Sesuai dengan harkat, martabat dan kodratnya, kaum perempuan mempunyai peran
yang sangat besar dan menentukan. Merekalah yang membentuk, menentukan, dan
memberi warna kualitas generasi muda bangsa. Karena itu tidaklah berlebihan
apabila dikatakan bahwa, berada ditangan perempuan kualitas generasi muda,
penerus cita-cita perjuangan itu ditentukan. Sebuah pepatah Arab mengatakan:
“Al-Mar’ah ‘Imad alBilad. Idza shaluhat shaluha al-Bilad, wa idza fasadat
fasada al-bilad” (perempuan adalah pilar negara, bila baik, maka negara akan
menjadi baik, bila ia rusak, maka hancurlah negara).[1]
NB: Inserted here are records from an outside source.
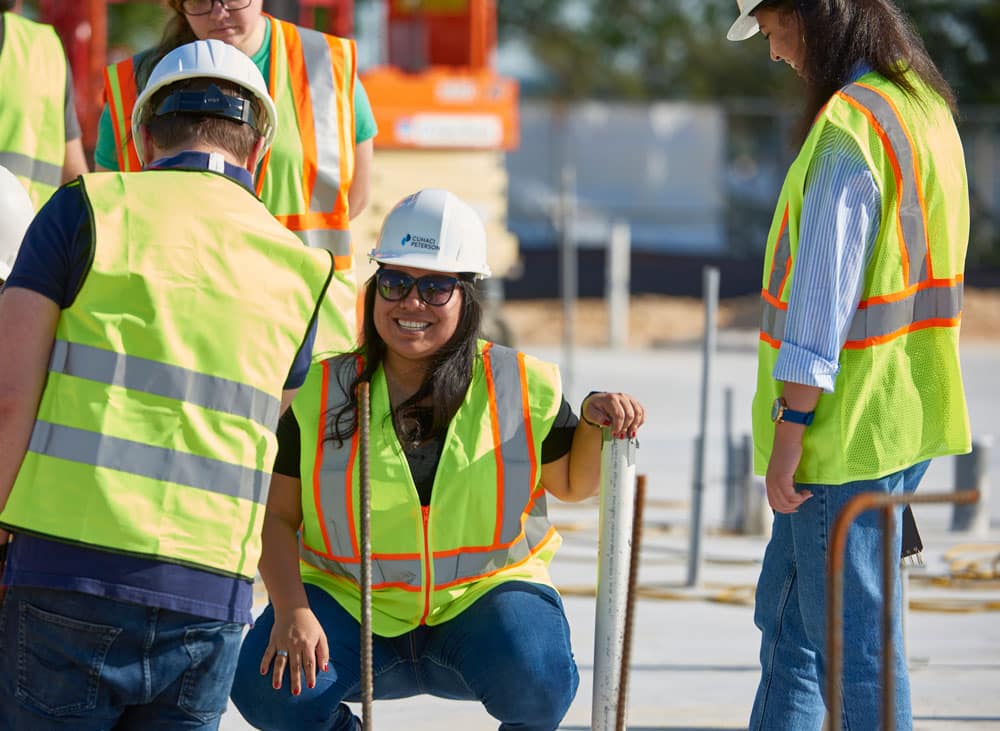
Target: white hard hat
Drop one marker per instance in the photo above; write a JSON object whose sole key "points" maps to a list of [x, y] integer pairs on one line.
{"points": [[433, 229], [211, 59], [745, 25], [16, 213]]}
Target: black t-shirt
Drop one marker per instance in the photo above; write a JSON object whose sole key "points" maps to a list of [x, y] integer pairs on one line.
{"points": [[423, 459]]}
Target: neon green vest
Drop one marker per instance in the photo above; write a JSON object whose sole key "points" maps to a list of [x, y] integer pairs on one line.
{"points": [[305, 177], [155, 431], [899, 398], [32, 117], [487, 521]]}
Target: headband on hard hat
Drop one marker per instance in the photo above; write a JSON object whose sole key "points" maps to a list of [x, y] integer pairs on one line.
{"points": [[211, 59], [436, 230]]}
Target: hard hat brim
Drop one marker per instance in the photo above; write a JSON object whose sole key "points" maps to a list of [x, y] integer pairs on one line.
{"points": [[421, 261], [745, 27]]}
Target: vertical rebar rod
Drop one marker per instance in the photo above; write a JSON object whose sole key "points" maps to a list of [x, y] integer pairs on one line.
{"points": [[890, 559], [568, 271], [710, 293], [633, 580], [367, 680], [613, 552], [835, 586]]}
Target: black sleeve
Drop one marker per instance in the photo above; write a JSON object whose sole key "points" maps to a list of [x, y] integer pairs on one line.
{"points": [[289, 446], [558, 441]]}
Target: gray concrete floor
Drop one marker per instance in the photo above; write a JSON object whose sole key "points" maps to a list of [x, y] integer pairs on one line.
{"points": [[694, 657]]}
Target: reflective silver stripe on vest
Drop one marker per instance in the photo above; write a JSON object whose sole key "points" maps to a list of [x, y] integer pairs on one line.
{"points": [[514, 450], [396, 571], [335, 241], [161, 379], [326, 119], [911, 215], [144, 460], [28, 167], [882, 319], [450, 569], [780, 261], [886, 318]]}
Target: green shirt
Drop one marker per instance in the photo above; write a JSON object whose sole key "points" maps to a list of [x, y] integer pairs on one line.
{"points": [[364, 121]]}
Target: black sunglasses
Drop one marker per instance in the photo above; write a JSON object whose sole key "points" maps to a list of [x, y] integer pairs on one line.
{"points": [[434, 289]]}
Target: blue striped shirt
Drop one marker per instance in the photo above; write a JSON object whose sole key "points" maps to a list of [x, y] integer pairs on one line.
{"points": [[841, 217]]}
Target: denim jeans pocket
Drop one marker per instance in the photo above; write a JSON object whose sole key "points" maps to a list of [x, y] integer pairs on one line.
{"points": [[59, 660], [213, 648]]}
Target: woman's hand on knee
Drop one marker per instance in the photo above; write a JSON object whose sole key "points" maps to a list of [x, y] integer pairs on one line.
{"points": [[297, 643]]}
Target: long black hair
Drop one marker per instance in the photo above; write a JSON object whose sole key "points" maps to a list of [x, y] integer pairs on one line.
{"points": [[839, 34], [446, 381]]}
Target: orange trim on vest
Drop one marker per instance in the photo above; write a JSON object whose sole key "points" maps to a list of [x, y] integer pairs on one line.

Oleh karena itu perempuan yang notabenenya
adalah pemegang kualitas generasi penerus bangsa di masa yang akan datang
seharusnya mendapat perlakuan dalam hal pendidikan. Karena bagaimana seorang
ibu bisa mendidik anaknya menjadi lebih baik jika sang ibu masih kurang dalam
mengenyam pendidikannya.
Banyak yang mendukung untuk berlanjutnya
pendidikan wanita, mulai dari al-Qur’an, hadits, maqolah, dan banyak buku –
buku. sebab seperti yang sudah dijelaskan tadi bahwa generasi penerus bangsa
yang dibawah kendali seorang wanita, maka wanita tersebut haruslah
berpendidikan.
B. Eksistensi Pendidikan Wanita dalam Islam
Karena dalam islam tidak diajarkan untuk
berkumpul lain jenis, maka sekarang banyak terjadi pendidikan berbasis gender.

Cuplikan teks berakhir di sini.